NG: Wisdom is ageless, timeless. And yet I think of it as time-bound. That is, it is sourced in an experience of time – in lived life. It’s an unfolding process. That same wisdom, when we tap into it at age 20 and again at age 50, will be experienced and understood differently. When we have more life experience to hang it on, we have a greater understanding or clarity – a unique knowing that comes with age.
MD: Webster’s’ Third International Dictionary defines wisdom as “the effectual mediating principle or personification of God’s will in the creation of the world”.
NG: Websters has just given us a Kabbalistic definition of wisdom! God’s desire gives rise to the process of creation, which is shaped by divine wisdom. That wisdom is then hard-wired into creation itself.
MD: And we come to know God through that wisdom that we find within ourselves and in every aspect of creation. Each stage of life has its own wisdom, and the wisdom of “Adulthood II” is the picture of wholeness about our lives. We finally understand who we are and we are pleased.

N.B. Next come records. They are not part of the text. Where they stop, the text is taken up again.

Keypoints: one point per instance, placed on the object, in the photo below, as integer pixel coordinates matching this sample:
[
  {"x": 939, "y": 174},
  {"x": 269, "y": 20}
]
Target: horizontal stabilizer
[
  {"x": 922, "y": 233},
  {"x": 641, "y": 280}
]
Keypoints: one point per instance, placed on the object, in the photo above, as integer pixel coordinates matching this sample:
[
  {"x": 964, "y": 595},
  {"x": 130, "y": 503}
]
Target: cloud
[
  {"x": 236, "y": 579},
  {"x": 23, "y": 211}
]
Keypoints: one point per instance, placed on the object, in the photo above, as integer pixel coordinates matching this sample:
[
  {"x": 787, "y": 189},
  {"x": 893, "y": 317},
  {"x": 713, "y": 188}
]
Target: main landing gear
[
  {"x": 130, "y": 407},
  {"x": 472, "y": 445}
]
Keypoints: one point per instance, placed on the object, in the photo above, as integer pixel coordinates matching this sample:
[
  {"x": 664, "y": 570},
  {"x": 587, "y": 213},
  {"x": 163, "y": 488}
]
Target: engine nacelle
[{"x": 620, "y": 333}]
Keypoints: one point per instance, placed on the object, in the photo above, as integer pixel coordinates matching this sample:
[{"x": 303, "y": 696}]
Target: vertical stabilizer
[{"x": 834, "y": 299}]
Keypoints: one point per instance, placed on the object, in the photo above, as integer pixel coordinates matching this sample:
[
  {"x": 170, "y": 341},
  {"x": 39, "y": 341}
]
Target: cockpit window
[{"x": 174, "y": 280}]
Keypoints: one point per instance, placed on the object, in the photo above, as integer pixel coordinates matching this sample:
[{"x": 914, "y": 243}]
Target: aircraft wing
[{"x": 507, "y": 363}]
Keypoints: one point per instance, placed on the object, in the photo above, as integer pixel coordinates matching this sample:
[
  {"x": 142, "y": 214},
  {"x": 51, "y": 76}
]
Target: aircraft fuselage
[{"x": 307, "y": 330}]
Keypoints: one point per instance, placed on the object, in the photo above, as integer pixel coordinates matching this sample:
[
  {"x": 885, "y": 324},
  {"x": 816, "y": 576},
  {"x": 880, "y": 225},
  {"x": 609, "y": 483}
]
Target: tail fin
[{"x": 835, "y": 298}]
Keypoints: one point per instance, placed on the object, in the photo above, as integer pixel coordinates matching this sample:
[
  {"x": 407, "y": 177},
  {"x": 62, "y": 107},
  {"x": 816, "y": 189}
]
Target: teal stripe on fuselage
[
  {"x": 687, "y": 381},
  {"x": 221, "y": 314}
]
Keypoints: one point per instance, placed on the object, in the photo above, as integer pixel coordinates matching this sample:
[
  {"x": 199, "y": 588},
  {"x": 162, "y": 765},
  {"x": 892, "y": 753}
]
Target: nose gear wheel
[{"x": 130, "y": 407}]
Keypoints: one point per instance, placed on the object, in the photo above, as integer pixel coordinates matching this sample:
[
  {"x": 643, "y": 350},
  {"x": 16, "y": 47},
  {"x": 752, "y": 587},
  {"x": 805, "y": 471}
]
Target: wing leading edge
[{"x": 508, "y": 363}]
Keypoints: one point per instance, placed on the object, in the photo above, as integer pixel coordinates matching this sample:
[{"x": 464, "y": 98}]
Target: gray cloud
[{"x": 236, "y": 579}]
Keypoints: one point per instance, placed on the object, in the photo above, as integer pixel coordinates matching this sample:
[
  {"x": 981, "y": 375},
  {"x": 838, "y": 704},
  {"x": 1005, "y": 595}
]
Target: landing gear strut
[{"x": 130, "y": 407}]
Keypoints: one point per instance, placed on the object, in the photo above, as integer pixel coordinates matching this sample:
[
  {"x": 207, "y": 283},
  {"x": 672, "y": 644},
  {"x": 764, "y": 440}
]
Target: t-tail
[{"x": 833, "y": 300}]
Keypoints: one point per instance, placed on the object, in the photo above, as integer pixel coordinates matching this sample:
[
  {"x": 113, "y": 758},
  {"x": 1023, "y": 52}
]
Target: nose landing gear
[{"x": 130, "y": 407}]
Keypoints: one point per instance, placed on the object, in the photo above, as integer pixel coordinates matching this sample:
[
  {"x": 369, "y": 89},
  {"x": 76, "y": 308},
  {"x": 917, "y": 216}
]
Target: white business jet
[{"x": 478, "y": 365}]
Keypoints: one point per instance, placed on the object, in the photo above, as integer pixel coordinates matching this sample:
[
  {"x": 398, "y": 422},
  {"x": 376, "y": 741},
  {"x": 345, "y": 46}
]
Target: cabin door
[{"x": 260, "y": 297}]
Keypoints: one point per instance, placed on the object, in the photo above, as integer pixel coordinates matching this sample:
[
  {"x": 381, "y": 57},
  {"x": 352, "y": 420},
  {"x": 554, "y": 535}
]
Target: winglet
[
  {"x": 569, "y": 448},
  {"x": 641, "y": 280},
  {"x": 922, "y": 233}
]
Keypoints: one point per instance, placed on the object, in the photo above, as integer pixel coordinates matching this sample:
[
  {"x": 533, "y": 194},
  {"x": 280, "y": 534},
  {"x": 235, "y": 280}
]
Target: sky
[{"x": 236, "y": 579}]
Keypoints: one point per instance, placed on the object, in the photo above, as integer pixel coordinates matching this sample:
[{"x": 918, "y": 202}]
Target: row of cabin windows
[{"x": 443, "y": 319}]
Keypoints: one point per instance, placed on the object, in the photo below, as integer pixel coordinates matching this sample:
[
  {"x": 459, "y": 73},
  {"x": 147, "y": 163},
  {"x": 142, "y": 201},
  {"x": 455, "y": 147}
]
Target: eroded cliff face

NG: This is the ideal for the “third act”. In fact, Jung refers the the 4th and final stage of life as ‘maturity and wisdom’. Erik Erikson teaches that one may achieve wisdom in the final stage which he calls ‘ego integrity vs despair’. Wisdom is the successful outcome of this stage, and is defined as “informed and detached concern for life itself in the face of death itself.” Reb Zalman agrees that this is not an automatic state that we attain, and he created a spiritual practice that he called “Sage-ing” and which we are sharing in this book.